Oggi il nostro fiore compie tre mesi. Tre mesi ricchissimi in cui ho provato tanta meraviglia e avuto rivelazioni inattese.
Innanzitutto ho conosciuto l’universo frastornante dell’ospedale e ho capito che nel parto se qualcosa può andare storto lo farà. Meno male allora che c’era Gianpazienza amoroso a dare il benvenuto al mondo al nostro ometto.
Ho poi provato il sollievo di tornare nella quiete della nostra casa, l’incanto di ritrovarci uno in più, il timore che il cane non mi amasse più.
Ho sperimentato la tortura della mancanza di sonno, le notti interminabili, le giornate tutte uguali. L’ansia per il latte che non arriva, che arriva ma magari non è abbastanza. La preoccupazione per il peso che sale poco, che sale bene ma domani chissà. I drammoni per il mal di pancia, soprattutto.
Ho preso atto che il modo più efficace per calmare il nostro Giovannino Perdigiorno, oltre a riprodurre un suono che ho imparato a yoga per la gravidanza, è fargli ascoltare una canzone il cui ritornello fa: perché lavori se poi godi solo a metà? / perché lavori se poi muori che lavori a fa’?
Ho sentito il fardello della responsabilità per un altro essere umano franarmi addosso d’improvviso il pomeriggio delle prime vaccinazioni, quando una dottoressa mi ha chiesto: allora suo marito ha delegato lei? e io, senza marito e senza delega, ho scelto di far bucare le cosce all’ometto e di fargli riempire la gola di goccine e poi sono stata invasa dal terrore di aver sbagliato e allora ho pianto, sospirando: diventerà autistico! e il signor dottore mio padre, a cui avevo rivolto il sospiro, ha fatto la faccia di uno che ha appena scorto uno spinosauro in salotto e mi ha così liquidata: tu sei scema! e poi: sei diventata terrapiattista?
Ho osservato con curiosità la relazione tra l’ometto e il mio seno. Una relazione travolgente, con tuffi di testa e versetti d’amore e bocca ingorda spalancata. I due però vivono anche momenti di malumore che si esprimono con raffiche di pugnetti e testate irose e pure momenti scoppiettanti fatti di puzzette, rigurgiti, scaricone mefitiche.

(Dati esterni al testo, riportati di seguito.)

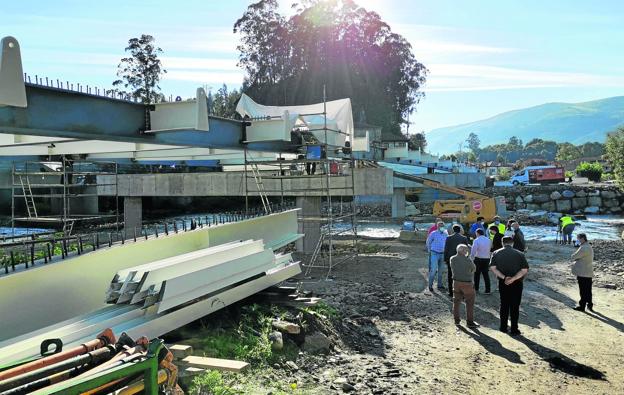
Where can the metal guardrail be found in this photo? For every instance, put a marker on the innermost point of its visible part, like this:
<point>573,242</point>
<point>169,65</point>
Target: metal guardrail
<point>34,249</point>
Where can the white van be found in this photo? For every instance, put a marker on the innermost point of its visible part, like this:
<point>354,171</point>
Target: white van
<point>521,177</point>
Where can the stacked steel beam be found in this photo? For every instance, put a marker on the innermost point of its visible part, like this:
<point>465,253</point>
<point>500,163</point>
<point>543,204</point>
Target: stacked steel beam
<point>158,297</point>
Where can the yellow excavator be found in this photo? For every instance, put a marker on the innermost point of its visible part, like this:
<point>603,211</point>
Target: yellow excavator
<point>465,210</point>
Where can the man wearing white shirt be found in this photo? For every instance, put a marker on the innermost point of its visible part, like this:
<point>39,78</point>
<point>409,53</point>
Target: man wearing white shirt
<point>480,254</point>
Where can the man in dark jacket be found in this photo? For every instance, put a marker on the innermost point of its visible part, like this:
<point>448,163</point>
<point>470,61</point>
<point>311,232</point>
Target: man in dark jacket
<point>519,243</point>
<point>510,267</point>
<point>497,238</point>
<point>450,249</point>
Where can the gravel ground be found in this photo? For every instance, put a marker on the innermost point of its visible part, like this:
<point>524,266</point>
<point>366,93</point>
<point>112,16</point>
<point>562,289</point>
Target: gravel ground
<point>396,337</point>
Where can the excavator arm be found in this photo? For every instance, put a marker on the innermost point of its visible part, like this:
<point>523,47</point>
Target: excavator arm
<point>467,194</point>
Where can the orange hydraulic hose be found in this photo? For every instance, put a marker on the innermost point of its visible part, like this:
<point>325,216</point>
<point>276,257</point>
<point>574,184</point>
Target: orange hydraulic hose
<point>105,338</point>
<point>138,386</point>
<point>139,348</point>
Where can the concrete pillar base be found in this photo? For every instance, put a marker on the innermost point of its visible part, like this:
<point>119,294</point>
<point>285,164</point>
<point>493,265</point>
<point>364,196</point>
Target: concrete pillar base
<point>398,203</point>
<point>133,214</point>
<point>309,223</point>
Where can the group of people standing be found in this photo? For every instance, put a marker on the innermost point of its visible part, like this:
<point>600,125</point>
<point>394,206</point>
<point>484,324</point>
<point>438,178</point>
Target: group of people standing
<point>499,248</point>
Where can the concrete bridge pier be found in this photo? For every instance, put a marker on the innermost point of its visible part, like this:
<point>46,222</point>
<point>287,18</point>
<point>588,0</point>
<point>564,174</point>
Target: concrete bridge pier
<point>133,214</point>
<point>398,203</point>
<point>309,222</point>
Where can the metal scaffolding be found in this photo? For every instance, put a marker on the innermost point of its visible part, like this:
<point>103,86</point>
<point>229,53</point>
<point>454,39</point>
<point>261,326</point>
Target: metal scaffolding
<point>319,165</point>
<point>45,193</point>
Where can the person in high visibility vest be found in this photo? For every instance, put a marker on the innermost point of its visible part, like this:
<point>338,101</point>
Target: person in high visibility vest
<point>501,226</point>
<point>566,227</point>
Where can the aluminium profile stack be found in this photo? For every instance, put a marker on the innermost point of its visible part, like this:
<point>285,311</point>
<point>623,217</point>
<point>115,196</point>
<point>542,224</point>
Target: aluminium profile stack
<point>173,282</point>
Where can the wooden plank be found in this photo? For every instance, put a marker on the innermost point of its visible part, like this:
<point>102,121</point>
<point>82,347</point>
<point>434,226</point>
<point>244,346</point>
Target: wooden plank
<point>180,351</point>
<point>215,363</point>
<point>285,326</point>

Ho ricevuto tanto affetto e sostegno e vicinanza e quanti doni e parole dolci. Quanta nuova allegria in famiglia. E che fortuna vivere il viaggio con il mio ometto insieme a una cara amica e al di lei ometto.
Quando non sono stravolta, mi sento molto grata e felice per tutto questo. Tanto che mi verrebbe voglia di aggiungere qualcosa al saluto con cui la mia maestra di yoga talvolta chiude le sue lezioni. Dopo il superamento delle difficoltà e la fine delle dispute, dopo la salute nel corpo, l’agio nella vita e la felicità nel cuore, io vorrei dire: possano tutti gli esseri, se lo desiderano, provare l’amore per un figlio o una figlia.
Auguri, ometto.
❤️
Che incanto! E che mito il signor Dottore. Me lo figuro proprio, imperturbabile e lapidario!